Dans presque toutes les professions, les femmes gagnent moins que les hommes pour un travail équivalent, mais le mannequinat constitue une exception frappante. Dans l’industrie du modeling, les femmes perçoivent en moyenne entre 25 et 75 % de plus que les hommes, un écart qui se creuse encore au sommet. Pour une campagne de parfum ou de mode haut de gamme, un model masculin peut parfois gagner à peine un dixième du cachet d’une femme. Cette réalité soulève une question essentielle : pourquoi, dans certains contextes spécifiques, être une femme paie davantage ?
Si cette situation peut sembler positive à première vue, elle révèle aussi des dynamiques plus complexes. Selon Mears (2011), le fait que certaines professions – comme le mannequinat – valorisent davantage les femmes financièrement souligne surtout leur positionnement culturel en tant qu’objets visuels. Pour les femmes, être model s’inscrit dans des attentes sociales déjà existantes autour de l’apparence. Pour les hommes, en revanche, cette logique entre en tension avec les normes de la masculinité, car être exposé comme objet décoratif contredit l’idéal masculin dominant, même au sein des model agencies.
La beauté, en général, profite aussi bien aux hommes qu’aux femmes sur le marché du travail. Les individus jugés attractifs gagnent plus que leurs pairs, et le « bonus de beauté » est souvent aussi fort pour les hommes que pour les femmes. Cependant, c’est dans le modeling que cette prime bénéficie davantage aux femmes, alors même que les critères de beauté y sont parmi les plus arbitraires et socialement construits. Les models féminins évoluent dans un univers où les normes changent vite, sont imprévisibles et largement dictées par les attentes des agences et des marques.
En dehors du travail, la beauté influence également le marché du mariage, mais sans générer de réelle mobilité socioéconomique.
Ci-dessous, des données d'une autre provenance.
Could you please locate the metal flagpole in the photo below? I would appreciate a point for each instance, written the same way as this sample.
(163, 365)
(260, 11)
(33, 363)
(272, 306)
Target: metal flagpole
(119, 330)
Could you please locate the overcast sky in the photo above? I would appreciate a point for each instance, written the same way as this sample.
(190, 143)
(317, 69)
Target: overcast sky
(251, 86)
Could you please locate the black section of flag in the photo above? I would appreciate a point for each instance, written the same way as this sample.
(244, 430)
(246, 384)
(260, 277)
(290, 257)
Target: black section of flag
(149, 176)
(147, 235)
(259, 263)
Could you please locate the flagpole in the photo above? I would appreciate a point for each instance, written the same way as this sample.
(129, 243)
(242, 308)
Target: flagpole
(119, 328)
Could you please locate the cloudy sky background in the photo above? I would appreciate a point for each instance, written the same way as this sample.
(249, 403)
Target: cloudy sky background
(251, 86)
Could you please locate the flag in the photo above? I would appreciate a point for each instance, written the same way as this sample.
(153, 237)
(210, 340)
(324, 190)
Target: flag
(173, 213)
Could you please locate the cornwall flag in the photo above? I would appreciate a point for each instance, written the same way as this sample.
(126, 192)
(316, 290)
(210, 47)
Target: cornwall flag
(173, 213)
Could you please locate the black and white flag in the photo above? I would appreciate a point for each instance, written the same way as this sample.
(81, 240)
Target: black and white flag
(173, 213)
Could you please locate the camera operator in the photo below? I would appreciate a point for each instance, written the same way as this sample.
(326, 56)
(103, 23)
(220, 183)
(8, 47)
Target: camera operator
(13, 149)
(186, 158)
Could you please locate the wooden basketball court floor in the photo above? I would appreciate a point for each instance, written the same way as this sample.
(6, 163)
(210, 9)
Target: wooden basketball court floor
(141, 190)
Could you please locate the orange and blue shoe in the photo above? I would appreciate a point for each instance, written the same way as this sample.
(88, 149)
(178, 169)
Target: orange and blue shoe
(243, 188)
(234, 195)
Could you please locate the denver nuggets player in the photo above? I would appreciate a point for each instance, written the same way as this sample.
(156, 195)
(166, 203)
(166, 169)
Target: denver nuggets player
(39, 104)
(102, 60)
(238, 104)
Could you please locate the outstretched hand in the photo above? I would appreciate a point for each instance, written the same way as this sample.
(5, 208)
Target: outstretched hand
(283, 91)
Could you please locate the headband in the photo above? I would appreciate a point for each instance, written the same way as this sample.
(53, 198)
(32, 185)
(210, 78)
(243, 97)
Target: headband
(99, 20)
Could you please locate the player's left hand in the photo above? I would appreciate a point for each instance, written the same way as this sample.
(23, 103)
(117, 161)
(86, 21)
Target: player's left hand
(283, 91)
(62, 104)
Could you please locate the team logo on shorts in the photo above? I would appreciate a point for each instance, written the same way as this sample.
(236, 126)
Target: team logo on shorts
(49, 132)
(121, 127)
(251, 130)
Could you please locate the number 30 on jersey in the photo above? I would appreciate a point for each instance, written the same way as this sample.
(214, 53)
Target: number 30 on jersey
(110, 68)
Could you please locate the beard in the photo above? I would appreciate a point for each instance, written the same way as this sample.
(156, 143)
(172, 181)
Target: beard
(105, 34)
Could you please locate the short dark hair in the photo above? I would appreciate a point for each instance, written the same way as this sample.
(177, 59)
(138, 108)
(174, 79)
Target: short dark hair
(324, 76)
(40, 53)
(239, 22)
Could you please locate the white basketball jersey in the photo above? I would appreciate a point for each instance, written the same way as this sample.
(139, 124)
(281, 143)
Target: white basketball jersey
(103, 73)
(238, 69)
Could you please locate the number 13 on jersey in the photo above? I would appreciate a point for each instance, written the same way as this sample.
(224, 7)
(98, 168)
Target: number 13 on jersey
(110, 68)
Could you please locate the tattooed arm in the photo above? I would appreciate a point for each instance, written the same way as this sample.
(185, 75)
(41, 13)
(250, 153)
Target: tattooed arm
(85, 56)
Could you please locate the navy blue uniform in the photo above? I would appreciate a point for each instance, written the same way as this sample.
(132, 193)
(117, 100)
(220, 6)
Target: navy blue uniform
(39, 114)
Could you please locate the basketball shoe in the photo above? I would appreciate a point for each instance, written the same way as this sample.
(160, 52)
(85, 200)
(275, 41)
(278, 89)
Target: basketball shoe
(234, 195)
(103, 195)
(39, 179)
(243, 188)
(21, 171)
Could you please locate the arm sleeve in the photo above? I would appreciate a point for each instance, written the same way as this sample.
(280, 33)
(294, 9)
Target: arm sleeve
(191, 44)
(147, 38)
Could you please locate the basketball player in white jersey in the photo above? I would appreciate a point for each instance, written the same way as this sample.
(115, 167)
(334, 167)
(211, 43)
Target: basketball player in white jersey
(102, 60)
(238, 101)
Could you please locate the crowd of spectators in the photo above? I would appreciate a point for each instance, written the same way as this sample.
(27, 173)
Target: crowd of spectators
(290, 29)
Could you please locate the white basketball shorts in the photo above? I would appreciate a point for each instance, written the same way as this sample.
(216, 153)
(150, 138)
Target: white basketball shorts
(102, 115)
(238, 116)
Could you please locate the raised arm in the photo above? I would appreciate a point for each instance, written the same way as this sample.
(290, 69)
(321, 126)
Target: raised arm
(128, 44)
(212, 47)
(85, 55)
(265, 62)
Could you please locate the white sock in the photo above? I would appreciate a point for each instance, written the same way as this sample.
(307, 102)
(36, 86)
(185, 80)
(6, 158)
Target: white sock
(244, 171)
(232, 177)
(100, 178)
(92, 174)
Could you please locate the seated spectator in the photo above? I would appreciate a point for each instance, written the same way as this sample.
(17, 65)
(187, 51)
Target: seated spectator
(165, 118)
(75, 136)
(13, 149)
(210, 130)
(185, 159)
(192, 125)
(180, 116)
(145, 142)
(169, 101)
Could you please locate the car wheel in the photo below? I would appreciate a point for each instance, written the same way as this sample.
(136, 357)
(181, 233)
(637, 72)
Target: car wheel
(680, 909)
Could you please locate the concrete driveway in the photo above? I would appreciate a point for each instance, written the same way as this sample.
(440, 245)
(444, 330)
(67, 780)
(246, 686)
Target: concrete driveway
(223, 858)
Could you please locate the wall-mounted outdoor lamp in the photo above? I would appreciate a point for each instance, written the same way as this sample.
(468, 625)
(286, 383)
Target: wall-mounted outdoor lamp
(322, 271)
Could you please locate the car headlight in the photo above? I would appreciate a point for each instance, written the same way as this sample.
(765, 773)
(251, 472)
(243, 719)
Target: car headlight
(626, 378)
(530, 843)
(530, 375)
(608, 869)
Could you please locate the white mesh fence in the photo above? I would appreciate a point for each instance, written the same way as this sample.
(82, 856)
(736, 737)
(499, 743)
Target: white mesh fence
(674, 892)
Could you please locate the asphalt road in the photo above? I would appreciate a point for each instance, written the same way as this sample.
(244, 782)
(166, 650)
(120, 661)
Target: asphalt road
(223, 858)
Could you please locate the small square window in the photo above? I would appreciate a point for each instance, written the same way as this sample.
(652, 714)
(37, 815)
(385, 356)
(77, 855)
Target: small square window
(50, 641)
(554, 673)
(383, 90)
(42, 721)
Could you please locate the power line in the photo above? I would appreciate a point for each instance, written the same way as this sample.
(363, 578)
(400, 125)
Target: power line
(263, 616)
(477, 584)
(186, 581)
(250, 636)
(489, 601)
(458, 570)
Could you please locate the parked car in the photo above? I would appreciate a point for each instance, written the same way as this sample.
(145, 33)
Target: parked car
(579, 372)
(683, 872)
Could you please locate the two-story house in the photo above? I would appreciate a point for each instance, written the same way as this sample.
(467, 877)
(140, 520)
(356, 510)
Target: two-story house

Les femmes et les hommes attirants ont moins de risques de rester célibataires, mais ils ont surtout tendance à se mettre en couple avec des partenaires tout aussi attractifs. Contrairement au stéréotype de la « femme trophée », les femmes jugées belles sont en réalité plus souvent employées que celles qui ne bénéficient pas de cet avantage, ce qui nuance fortement certaines idées reçues.
Enfin, si les femmes sont mieux payées dans le mannequinat, leur carrière est aussi plus courte. Les models féminins arrêtent souvent à la mi-vingtaine, tandis que les hommes peuvent travailler jusque dans la quarantaine, notamment grâce au soutien durable des model agencies. L’âge est plus étroitement associé à la beauté chez les femmes que chez les hommes, tant dans le modeling que sur le marché du mariage. Ainsi, même si les femmes investissent davantage dans leur apparence, la beauté masculine tend à offrir des rendements plus durables, illustrant une nouvelle fois les inégalités structurelles qui traversent l’industrie des models.